MD1003

About this program

MedDay’s lead candidate, MD1003, is a patented oral formulation of high dose Pharmaceutical grade Biotin (hdPB). MedDay has developed the program into and through clinical trials and has concluded two Phase III studies in progressive forms of Multiple Sclerosis. The first pivotal study MS-SPI had met its primary endpoint. As reported in March 2020, the second confirmatory Phase III study “SPI2” did not meet its primary or secondary endpoints. MD1003 is well tolerated. Except the well-known risk of interference with laboratory results leading to potential misdiagnosis/erroneus treatment, no new safety signals have emerged from clinical trials.

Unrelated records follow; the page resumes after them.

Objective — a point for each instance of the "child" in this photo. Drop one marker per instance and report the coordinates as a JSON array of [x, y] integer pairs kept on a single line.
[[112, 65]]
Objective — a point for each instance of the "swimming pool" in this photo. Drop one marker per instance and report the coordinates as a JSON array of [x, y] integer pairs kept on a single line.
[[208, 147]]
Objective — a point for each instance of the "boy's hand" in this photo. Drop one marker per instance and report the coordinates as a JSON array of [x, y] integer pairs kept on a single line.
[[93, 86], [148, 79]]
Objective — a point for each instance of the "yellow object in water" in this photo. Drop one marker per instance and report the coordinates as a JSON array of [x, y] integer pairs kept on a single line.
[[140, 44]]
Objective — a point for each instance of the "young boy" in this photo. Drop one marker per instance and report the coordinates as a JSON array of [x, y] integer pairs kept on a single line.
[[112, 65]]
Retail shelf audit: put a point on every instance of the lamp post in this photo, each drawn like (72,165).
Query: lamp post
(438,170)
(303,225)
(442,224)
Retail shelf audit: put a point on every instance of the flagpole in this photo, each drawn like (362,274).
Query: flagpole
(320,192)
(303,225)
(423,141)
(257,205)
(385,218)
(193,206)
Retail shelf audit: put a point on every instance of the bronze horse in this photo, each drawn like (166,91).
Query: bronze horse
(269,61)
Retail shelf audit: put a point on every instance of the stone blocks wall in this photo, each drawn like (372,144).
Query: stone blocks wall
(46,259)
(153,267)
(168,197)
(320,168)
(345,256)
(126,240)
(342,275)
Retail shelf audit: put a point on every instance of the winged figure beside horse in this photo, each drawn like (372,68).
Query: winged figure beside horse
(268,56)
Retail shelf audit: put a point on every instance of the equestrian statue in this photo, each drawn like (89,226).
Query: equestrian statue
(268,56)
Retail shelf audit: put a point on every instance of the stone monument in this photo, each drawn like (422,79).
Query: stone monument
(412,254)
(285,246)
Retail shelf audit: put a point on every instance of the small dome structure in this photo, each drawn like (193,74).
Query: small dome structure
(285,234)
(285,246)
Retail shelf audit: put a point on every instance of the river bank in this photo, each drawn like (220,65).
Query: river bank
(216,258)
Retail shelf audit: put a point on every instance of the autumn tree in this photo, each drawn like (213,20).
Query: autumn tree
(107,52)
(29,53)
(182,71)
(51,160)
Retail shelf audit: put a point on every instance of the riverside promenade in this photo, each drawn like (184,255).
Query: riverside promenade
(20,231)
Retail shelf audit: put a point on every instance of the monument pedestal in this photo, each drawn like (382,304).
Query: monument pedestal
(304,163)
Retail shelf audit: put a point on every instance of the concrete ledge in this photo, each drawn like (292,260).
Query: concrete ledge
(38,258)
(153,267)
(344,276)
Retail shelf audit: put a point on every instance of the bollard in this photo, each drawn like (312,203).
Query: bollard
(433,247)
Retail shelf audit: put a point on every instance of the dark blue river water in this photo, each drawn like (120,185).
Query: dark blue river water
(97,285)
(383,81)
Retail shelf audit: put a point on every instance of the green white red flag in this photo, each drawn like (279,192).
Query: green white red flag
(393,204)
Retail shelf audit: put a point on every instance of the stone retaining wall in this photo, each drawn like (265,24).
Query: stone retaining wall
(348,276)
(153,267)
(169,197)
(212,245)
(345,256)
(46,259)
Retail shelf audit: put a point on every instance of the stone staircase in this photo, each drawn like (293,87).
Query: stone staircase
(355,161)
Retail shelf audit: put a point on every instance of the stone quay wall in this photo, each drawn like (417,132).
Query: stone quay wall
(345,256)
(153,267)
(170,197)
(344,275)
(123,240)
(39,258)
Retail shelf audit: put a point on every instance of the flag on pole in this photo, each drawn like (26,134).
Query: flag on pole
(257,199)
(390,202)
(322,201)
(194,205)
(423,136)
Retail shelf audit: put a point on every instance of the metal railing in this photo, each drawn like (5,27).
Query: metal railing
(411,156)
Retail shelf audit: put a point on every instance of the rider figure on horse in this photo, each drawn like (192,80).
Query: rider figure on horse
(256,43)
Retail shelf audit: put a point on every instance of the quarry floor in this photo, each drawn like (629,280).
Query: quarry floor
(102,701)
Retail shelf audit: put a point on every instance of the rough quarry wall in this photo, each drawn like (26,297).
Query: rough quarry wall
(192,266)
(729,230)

All development have been stopped.

For more information on MD1003’s trials, visit https://clinicaltrials.gov.

 

About MD1003®

MD1003 is an investigational neurometabolic modulator[1-5] designed to target both neurodegenerative and demyelination processes through its non-immunological mechanism. As a coenzyme involved in cellular metabolism, MD1003, a high-dose Pharmaceutical-grade Biotin, has the potential to (i) enhance Krebs cycle activation to support increased energy demands of demyelinated axons and (ii) promote ensheathment through enhanced oligodendrocytes energetics. Preclinical studies support MD1003’s potential to counteract axonal energy deficiency and enhance oligodendrocytes ensheathment[6].

REFERENCES

[1] Tong L. Structure and function of biotin-dependent carboxylases. Cellular and Molecular Life Sciences. 2013; 70:863-891.

[2] Murin R., et al. Immunocytochemical localization of 3-methylcrotonyl-CoA carboxylase in cultured ependymal, microglial and oligodendroglial cells. Journal of Neurochemistry. 2016; 97:1393-1402.

[3] Ballhausen D., et al. Evidence for catabolic pathway of propionate metabolism in CNS: expression pattern of methylmalonyl-CoA mutase and propionyl-CoA Carboxylase alpha-subunit in developing and adult rat brain. Neuoscience. 2009; 164:578-587.

[4] Chakraborty G., et al. Fatty acid synthesizing enzymes intrinsic to myelin. Brain Res Mol Brain Res. 2003; 112(1-2): 46-52.

[5] Mock D. M. (2010). Biotin. Encyclopedia of Dietary Supplements. P. M. Coates, J. M. Betz, M. R. Blackman et al., Informa UK Ltd.: 43-51.

[6] AAN 2019, Warrington AE., et al. – High Dose Pharmaceutical Grade Biotin (MD1003), protects axons in a mouse model of chronic spinal cord demyelination.